L. CHANDRA KUMAR VS UNION OF INDIA

L. CHANDRA V. UNION OF INDIA

A.I.R 1997 SC 1125

Introduction

In 1958, the Law Commission submitted a report recommending setting up a tribunal consisting of administrative and judicial members to decide service matters on its own, as the judicial system of that era felt it was a burden to solve each and every case of all the matters.

In 1969, Justice J.C. Shah of the Supreme Court, who was the Chairman of the Administrative Reform Commission, also recommended setting up civil service tribunals for both State and Central civil servants.

Again, in 1975, it was recommended by the Swaran Singh Committee.

Facts

The 42nd Constitutional Amendment Act of 1976 inserted Part XIVA in the constitution. The two Articles 323 A and 323 B prove the establishment of tribunal courts. Controversies were started regarding the constitutionality of those articles, as they curtailed the power of all courts, including the High Court. It was said that the exclusion of the jurisdiction of the High Court in relation to the service matter was unconstitutional.

Parliament also enacted the Administrative Tribunals Act 1985 to implement the amendments.

Issues

1. Whether Articles 323A and 323B totally exclude the jurisdiction of all courts except the Supreme Court under Article 136.

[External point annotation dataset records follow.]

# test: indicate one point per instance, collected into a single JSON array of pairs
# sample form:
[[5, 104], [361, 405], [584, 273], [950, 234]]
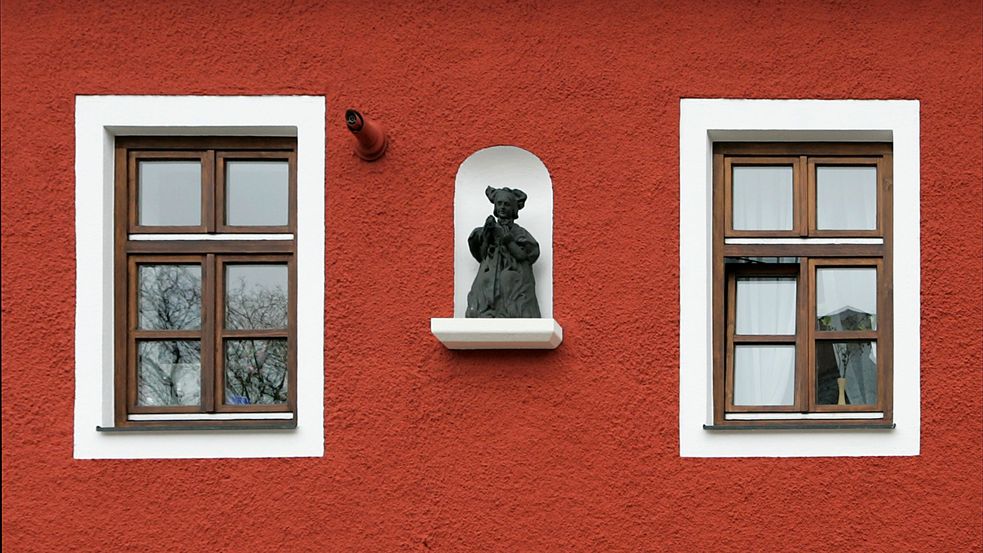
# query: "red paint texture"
[[575, 449]]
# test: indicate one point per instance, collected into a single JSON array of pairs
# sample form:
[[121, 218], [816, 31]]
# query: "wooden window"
[[802, 276], [205, 280]]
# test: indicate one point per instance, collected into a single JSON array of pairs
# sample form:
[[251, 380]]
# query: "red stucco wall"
[[575, 449]]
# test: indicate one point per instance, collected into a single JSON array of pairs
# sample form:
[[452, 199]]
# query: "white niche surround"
[[513, 167]]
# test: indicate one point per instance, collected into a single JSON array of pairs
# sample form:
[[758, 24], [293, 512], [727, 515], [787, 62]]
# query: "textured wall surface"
[[575, 449]]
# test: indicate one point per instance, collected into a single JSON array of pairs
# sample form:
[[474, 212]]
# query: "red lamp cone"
[[372, 140]]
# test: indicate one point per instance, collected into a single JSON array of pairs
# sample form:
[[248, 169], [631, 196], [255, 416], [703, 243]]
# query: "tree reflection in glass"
[[255, 371], [169, 297], [256, 296], [168, 372]]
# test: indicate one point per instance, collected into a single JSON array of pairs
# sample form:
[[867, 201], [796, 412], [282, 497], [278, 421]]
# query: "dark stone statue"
[[505, 286]]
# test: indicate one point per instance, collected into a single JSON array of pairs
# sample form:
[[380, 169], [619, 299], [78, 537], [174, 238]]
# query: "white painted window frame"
[[98, 120], [705, 121]]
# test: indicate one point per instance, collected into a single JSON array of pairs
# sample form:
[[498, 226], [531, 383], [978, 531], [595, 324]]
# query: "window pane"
[[762, 198], [764, 375], [765, 305], [846, 299], [850, 365], [255, 372], [169, 193], [846, 198], [256, 296], [169, 297], [168, 372], [256, 193]]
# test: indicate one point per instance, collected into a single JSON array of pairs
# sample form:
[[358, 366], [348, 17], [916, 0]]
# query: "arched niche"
[[513, 167]]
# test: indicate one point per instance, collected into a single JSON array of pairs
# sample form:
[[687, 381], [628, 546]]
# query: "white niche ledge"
[[460, 333], [513, 167]]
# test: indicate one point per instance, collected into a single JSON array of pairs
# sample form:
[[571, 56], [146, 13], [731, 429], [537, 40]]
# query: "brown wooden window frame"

2. Whether tribunals so constituted have the constitutional validity of a statutory provision or rule

Arguments of the Defendants

The State quoted the Supreme Court judgment in the Sampath Kumar case, where the ld. court held that though judicial review is a basic feature of the constitution, vesting the power of judicial review in an alternative institution by taking it away from the High Court will not violate the basic structure.

The state also said that in the M.B. Majumdar Case, the ld. SC held that tribunals under the Administrative Tribunal Act had been equated to high courts only to the extent they would act as substitutes in adjudicating service matters.

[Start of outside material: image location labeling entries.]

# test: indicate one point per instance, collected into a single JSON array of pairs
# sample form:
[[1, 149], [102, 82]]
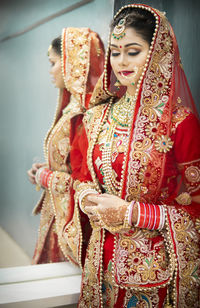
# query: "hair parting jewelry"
[[118, 32]]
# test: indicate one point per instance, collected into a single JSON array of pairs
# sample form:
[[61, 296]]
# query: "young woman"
[[76, 59], [139, 181]]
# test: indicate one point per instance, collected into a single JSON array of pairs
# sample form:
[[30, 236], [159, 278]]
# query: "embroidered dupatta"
[[82, 61], [164, 101]]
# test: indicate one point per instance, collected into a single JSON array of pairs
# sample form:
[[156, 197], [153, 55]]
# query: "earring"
[[117, 83]]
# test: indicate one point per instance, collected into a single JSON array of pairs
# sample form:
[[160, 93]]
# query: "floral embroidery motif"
[[191, 174], [76, 60], [163, 144], [149, 299], [138, 262]]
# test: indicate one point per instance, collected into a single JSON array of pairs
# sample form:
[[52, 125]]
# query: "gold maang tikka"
[[118, 32], [50, 47]]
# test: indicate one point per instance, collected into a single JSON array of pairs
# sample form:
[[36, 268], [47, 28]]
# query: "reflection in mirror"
[[28, 105]]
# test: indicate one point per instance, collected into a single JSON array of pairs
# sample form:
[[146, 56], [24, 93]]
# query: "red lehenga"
[[82, 64], [155, 159]]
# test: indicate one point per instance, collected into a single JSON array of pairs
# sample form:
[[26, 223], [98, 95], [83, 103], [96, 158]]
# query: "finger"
[[91, 210]]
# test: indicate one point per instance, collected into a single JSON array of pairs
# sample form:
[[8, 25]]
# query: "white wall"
[[28, 100]]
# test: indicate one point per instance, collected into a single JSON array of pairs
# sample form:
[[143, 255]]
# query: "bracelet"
[[37, 176], [150, 216], [130, 213], [83, 195]]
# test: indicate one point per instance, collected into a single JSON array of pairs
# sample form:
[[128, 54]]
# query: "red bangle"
[[152, 218], [142, 217]]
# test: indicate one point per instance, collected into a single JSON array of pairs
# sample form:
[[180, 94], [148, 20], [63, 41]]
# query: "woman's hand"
[[105, 208], [32, 172]]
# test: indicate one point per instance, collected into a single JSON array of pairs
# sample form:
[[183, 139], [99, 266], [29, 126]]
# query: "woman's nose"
[[123, 59]]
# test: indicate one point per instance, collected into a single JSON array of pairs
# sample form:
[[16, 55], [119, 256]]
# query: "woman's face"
[[56, 70], [128, 56]]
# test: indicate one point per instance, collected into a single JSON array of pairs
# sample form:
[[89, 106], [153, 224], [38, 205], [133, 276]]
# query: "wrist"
[[82, 197]]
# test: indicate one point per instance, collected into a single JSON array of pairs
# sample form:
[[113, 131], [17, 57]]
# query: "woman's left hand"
[[109, 208]]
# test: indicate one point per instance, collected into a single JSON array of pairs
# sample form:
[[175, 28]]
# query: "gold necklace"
[[126, 105], [120, 111]]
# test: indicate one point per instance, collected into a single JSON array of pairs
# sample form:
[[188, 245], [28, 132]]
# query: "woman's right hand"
[[32, 172]]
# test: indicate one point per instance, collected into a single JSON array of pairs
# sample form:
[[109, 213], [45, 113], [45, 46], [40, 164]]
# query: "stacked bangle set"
[[150, 216]]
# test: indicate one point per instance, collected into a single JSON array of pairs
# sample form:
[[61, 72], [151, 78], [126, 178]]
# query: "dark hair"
[[56, 45], [141, 20]]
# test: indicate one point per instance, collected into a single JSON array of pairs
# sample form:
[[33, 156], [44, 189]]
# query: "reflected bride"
[[76, 63]]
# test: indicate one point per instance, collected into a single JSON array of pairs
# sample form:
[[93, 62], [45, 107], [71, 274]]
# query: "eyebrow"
[[127, 45]]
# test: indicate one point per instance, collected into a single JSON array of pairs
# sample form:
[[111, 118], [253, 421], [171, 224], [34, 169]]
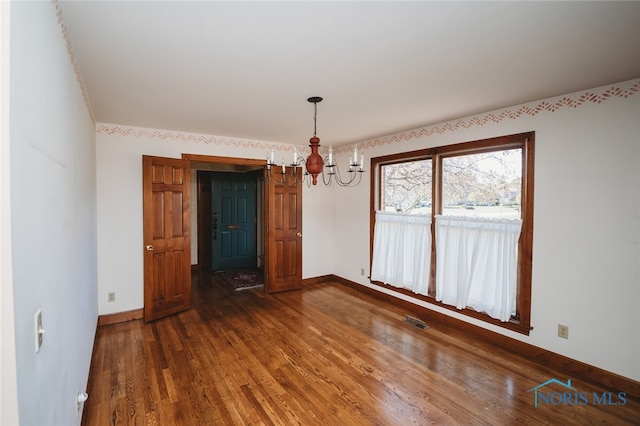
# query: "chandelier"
[[315, 164]]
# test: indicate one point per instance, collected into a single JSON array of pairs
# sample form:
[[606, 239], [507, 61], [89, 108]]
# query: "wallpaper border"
[[576, 100]]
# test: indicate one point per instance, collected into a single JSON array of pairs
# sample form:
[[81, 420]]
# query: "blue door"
[[234, 221]]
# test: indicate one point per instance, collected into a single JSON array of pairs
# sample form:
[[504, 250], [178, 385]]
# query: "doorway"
[[228, 217]]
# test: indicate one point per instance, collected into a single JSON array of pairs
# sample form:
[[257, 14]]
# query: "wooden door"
[[167, 251], [283, 249], [234, 221]]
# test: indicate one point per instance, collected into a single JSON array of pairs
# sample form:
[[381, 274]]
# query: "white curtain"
[[402, 250], [476, 263]]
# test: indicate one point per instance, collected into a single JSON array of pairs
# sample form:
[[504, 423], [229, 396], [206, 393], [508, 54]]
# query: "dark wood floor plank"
[[325, 355]]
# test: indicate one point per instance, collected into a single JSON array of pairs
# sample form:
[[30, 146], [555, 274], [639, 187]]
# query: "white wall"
[[586, 268], [119, 180], [8, 379], [53, 218]]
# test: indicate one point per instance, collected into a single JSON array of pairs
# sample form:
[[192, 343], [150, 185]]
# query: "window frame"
[[521, 322]]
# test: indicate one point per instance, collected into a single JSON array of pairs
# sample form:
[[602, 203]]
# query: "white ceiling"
[[246, 69]]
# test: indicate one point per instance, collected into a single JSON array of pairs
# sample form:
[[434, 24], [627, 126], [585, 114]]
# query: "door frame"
[[228, 164]]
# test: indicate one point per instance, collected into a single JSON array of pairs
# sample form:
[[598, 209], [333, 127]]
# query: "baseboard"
[[316, 280], [574, 368], [120, 317]]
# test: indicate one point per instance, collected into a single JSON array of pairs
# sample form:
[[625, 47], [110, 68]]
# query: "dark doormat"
[[242, 279]]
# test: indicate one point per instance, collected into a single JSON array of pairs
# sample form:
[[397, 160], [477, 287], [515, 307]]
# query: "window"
[[480, 193]]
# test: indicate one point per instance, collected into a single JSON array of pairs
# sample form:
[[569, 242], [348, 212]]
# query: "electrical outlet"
[[563, 331]]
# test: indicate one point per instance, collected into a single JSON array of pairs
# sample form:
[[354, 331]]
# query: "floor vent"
[[415, 322]]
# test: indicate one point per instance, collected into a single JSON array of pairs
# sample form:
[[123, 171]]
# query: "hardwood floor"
[[325, 355]]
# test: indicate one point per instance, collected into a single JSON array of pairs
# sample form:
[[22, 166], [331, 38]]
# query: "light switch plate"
[[37, 322]]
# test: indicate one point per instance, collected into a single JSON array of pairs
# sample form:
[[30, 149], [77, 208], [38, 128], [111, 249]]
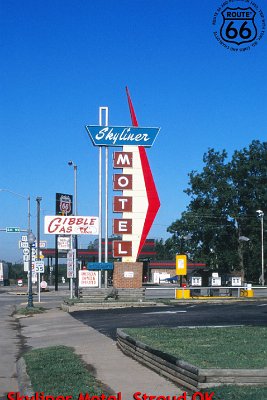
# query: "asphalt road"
[[207, 314]]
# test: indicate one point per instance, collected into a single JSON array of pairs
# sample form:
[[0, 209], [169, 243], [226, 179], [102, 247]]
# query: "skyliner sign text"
[[122, 135]]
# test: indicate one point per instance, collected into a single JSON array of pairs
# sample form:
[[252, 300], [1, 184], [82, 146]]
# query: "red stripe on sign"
[[152, 196]]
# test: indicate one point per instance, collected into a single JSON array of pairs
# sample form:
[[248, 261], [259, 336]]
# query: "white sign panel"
[[88, 278], [71, 262], [39, 266], [23, 245], [74, 225], [63, 243], [128, 274]]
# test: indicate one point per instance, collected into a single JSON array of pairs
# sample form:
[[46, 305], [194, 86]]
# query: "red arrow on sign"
[[151, 191]]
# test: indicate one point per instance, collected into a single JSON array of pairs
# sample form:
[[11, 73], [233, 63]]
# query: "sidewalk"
[[119, 372]]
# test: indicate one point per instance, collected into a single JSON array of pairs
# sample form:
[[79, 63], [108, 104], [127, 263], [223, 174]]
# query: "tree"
[[224, 198]]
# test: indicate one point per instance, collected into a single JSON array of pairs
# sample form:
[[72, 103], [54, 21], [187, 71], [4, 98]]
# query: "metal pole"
[[71, 279], [106, 205], [100, 213], [261, 216], [30, 297], [76, 236], [38, 200], [262, 250], [31, 239]]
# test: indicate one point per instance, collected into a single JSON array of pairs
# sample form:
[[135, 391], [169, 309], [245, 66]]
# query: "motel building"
[[154, 271]]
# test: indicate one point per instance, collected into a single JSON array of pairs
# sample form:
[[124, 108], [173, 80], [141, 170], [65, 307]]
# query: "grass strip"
[[227, 347], [209, 347], [238, 392], [58, 371], [30, 310]]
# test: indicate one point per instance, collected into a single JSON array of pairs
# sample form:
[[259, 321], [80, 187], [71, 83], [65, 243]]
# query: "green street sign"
[[12, 229]]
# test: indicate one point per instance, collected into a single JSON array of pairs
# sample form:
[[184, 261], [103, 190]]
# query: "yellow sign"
[[181, 264]]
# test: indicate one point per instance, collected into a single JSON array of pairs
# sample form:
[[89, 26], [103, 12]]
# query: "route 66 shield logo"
[[65, 204], [238, 25]]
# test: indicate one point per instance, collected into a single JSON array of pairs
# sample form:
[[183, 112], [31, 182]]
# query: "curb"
[[24, 382], [105, 306]]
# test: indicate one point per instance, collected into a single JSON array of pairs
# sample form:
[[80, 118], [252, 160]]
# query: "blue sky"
[[63, 59]]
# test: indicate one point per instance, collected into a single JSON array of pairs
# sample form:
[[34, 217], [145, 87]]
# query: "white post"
[[106, 204], [71, 279], [262, 250]]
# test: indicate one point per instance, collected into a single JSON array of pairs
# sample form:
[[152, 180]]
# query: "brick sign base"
[[127, 275]]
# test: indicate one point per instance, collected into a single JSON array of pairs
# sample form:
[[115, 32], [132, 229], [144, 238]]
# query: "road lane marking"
[[165, 312]]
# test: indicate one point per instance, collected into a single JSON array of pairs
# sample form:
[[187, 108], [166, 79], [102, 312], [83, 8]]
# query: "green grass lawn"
[[57, 371], [233, 347]]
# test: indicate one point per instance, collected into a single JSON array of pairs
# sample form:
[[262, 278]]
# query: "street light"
[[31, 240], [71, 163], [261, 215]]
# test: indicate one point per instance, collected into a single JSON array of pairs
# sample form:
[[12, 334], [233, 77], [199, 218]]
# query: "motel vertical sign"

Arguments of the Petitioners

  • The petitioner argued that the Supreme Court and High Courts are the sole representatives of judicial review.
  • This power includes the power to pronounce the validity of statutes, actions taken, and orders passed by individuals and bodies falling within the ambit of ‘State’ under Article 12 of the Constitution.
  • This power has been entrusted only to the constitutional courts.

Judgement

  • The Supreme Court, in its seven-judge bench, held that Clause 2(d) of Article 323 A and Clause 3(d) of Article 323 B, which exclude the jurisdiction of the High Court and Supreme Court under Articles 226 and 32, are UNCONSTITUTIONAL.
  • The SC said that the tribunal can check the constitutional validity of the subordinate legislation, but if the tribunal takes any decisions on the statues made by the State or Parliament then the High Court has the right to judicially review that decision of the tribunal.
  • If the party cannot be satisfied with the decisions of the tribunals, he may appeal in the High Court and Supreme Court, respectively.

Conclusion

In conclusion, it can be said that in this case, the Supreme Court made it clear that the High Court cannot be substituted by the tribunals, and the judicial review by the High Court and Supreme Court is part of the basic structure of the Constitution. The tribunals only act as the subordinate organs of the High Court.